When models can audit firmware and legacy binaries at scale, hiding vulnerabilities stops working. Open, patchable code becomes a core security requirement.

About a week ago, someone shared a story with me from Microsoft’s Mark Russinovich that got me thinking. He took a binary listing from a 1986 Compute magazine article he had written called “Better Branching in AppleSoft.” This was 6502 machine language from the Apple IIe, published as raw hex in print, with no source code. He fed it to a frontier AI model, which reconstructed the program logic with labels, comments, and explanations. It identified the programmer’s intent behind code written four decades ago, all from the binary. Then, it ran a security audit and caught a subtle bug where a routine failed to check a carry flag after a line search.
This is the kind of thing that makes you set your coffee down and think for a minute.
Reverse engineering tools have existed for a long time. Disassemblers, decompilers, and binary analysis frameworks are well-established parts of the security toolkit. What changed is how casually this capability now exists. Anyone with access to a frontier model can point it at a compiled binary and ask what it does. No specialized tooling. No deep expertise in the target architecture. A prompt and a few minutes.
The implications cascade. If a model can understand obscure 1980s architectures this fluently, then the effective attack surface now includes every compiled binary ever shipped: firmware, drivers, embedded systems, old industrial controllers. Systems that have been quietly running for twenty years because auditing them was slow and expensive are suddenly legible.

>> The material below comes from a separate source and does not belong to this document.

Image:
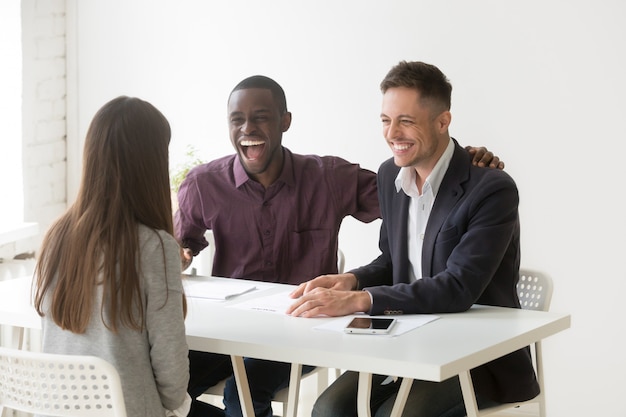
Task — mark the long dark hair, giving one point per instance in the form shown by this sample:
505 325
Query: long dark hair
125 181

Companies like Binarly are way ahead of the curve in this regard, and they already are applying AI to binary analysis for the purpose of vulnerability discovery and firmware security assessment. This is a real, growing field that sits at the intersection of AI capability and open source security infrastructure. The ability to scan firmware and compiled binaries at scale, looking for known vulnerability patterns, represents a genuine defensive advantage, one that becomes most powerful when paired with open source codebases that can be patched and redeployed in response, without waiting for proprietary gatekeepers.

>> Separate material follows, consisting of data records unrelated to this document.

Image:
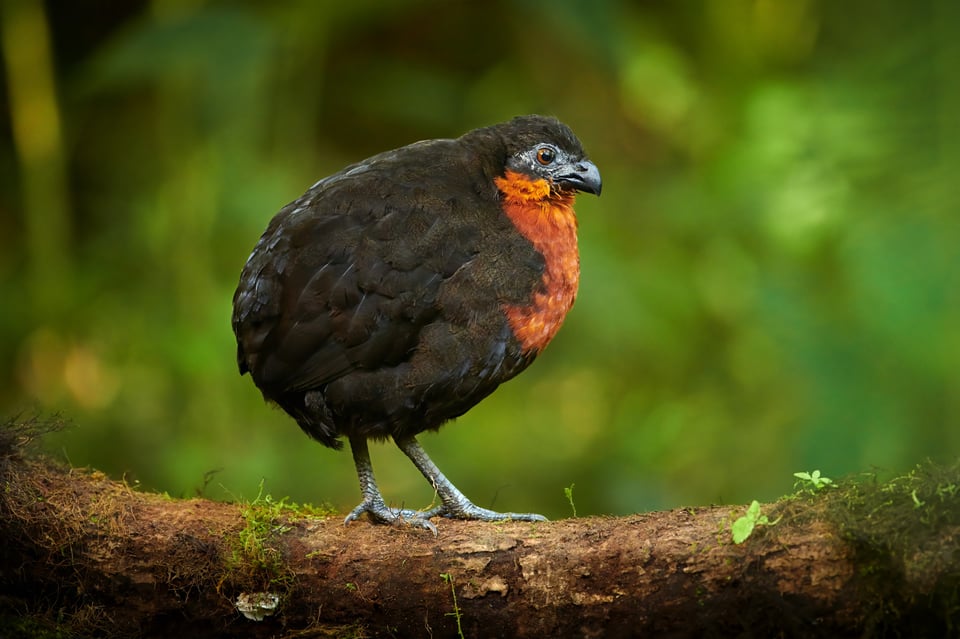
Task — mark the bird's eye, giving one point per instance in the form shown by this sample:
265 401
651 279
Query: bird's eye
546 155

I think about this the same way I think about genomics, which is where my career began. We can sequence the entire genome of an organism. We can recognize patterns within it. We can distinguish a monkey genome from a human genome by identifying common differences in small pattern snippets. What we cannot do is build an emulator that shows us what the individual will look like based on the chromosomes alone. We see the code, but the full context, the expression, the emergent behavior, remains elusive.
Binaries are infinitely simpler than genomes, but the metaphor holds. Today’s AI models are extraordinarily good at pattern matching and at reasoning through higher-level logic. They are less reliable at the precise mathematical operations that underpin compiled code. They can read the gist. They can surface intent. They can flag anomalies. Fully reconstructing a complex codebase from its compiled output, with all the architectural decisions, conditionals, and contextual knowledge that shaped the original source, remains beyond reach.
But consider this scenario: an AI agent can now scan thousands of compiled binaries in an afternoon, surfacing potential vulnerabilities in firmware, proprietary applications, and legacy systems. Attackers gain a powerful new reconnaissance tool. Defenders, meanwhile, can use the same capability to audit their own software. But only defenders who have access to source code can act on what they find. Organizations running proprietary binaries are left knowing about vulnerabilities they cannot fix. The discovery scales, but the remediation does not.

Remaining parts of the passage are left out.